He married Ruth White, a teacher and homemaker, in 1956. She died in 2009. In addition to his daughter Alison, Dr. Scott’s wife, Jacquelyn Lehmer, behind; three other daughters, Jennifer, Heidi and Ann Scott; a son, Nathaniel; four stepdaughters, Suzanne, Mary, Sally and Phillis Lehmer; 20 grandchildren; and two great-grandchildren.
dr. Scott was not the first scientist to explore the therapeutic potential of Clostridium botulinum. “Sausage poison” Justinus Kerner, a German poet and physician, named the pathogen in the 1820s; he had observed the crippling effects of food poisoning in his town after a single giant sausage sickened 13 people, six of whom died. After injecting it into snails, grasshoppers, and rabbits, Dr. Kerner eventually in himself, noted its inhibitory effect on the autonomic and motor nervous systems and hypothesized its use as a medical treatment for certain neural disorders. (Decades later, a microbiologist named it Bacillus botulinum, after botulus, the Latin word for sausage.)
In 2013, Dr. Scott joined the Strabismus Research Foundation in Mill Valley, California, where he developed the use of bipuvicaine, a local anesthetic. At his death, he was also working on a treatment procedure in which the eye muscles are electrically stimulated through a small implanted pacemaker-like device.

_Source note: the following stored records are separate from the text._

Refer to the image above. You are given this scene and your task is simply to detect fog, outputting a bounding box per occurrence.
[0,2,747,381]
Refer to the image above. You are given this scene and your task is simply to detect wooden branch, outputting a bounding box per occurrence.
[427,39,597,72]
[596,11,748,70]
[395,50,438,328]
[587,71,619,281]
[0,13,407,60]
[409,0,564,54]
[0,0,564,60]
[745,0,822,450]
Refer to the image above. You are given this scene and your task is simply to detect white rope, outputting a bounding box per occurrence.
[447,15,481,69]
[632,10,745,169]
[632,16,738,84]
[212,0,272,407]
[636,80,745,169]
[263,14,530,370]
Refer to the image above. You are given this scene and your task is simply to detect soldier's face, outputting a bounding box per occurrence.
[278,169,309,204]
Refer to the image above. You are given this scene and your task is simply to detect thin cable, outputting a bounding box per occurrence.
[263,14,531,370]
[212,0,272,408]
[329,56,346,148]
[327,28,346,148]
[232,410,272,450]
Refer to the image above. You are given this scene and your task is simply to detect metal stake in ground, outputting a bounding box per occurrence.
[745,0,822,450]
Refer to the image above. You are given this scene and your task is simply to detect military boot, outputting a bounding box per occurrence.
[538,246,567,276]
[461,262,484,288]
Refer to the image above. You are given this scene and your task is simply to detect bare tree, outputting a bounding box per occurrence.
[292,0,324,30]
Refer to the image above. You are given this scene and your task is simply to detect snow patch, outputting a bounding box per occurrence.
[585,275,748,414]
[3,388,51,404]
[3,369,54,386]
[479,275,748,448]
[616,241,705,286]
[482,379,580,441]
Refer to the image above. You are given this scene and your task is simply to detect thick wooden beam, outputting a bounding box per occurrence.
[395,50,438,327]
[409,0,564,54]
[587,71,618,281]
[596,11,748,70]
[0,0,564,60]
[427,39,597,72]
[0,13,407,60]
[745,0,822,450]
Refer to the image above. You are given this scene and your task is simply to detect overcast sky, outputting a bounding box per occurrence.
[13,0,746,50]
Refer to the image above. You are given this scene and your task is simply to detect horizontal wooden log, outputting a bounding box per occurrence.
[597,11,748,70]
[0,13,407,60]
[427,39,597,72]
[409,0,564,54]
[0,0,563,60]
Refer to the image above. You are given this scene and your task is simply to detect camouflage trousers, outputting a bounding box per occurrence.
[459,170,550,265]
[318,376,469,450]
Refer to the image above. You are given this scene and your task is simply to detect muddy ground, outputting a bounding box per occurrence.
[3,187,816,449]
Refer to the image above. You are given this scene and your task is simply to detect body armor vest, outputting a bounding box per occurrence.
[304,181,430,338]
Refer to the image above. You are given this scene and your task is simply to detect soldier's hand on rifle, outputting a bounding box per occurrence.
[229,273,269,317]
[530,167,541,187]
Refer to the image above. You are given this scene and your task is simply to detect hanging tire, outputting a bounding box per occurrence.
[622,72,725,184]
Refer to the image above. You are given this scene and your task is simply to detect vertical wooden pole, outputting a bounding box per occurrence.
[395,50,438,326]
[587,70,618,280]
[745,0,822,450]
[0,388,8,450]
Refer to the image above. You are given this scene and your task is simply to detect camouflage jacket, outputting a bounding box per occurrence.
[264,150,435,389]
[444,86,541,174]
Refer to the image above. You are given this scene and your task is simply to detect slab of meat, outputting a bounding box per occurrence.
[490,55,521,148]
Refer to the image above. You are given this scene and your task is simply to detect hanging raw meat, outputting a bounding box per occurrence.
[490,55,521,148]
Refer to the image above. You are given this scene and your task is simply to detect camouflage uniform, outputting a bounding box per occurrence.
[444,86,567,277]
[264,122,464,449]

Meanwhile, sales of Botox for medical and cosmetic treatments continue to rise. In the first nine months of 2021, it generated global sales of more than $3.3 billion, with cosmetic sales accounting for just under half that figure, according to the earnings report for the period from AbbVie, the company that launched Allergan in 2020. took over.
But dr. Scott has never regretted selling the drug.
“I had paid for my house, my kids got an education,” he told The San Francisco Chronicle. “And I had the satisfaction of seeing absolutely amazing medical results. So I was satisfied.” He added: “I’m not very good at giving away and spending money anyway.”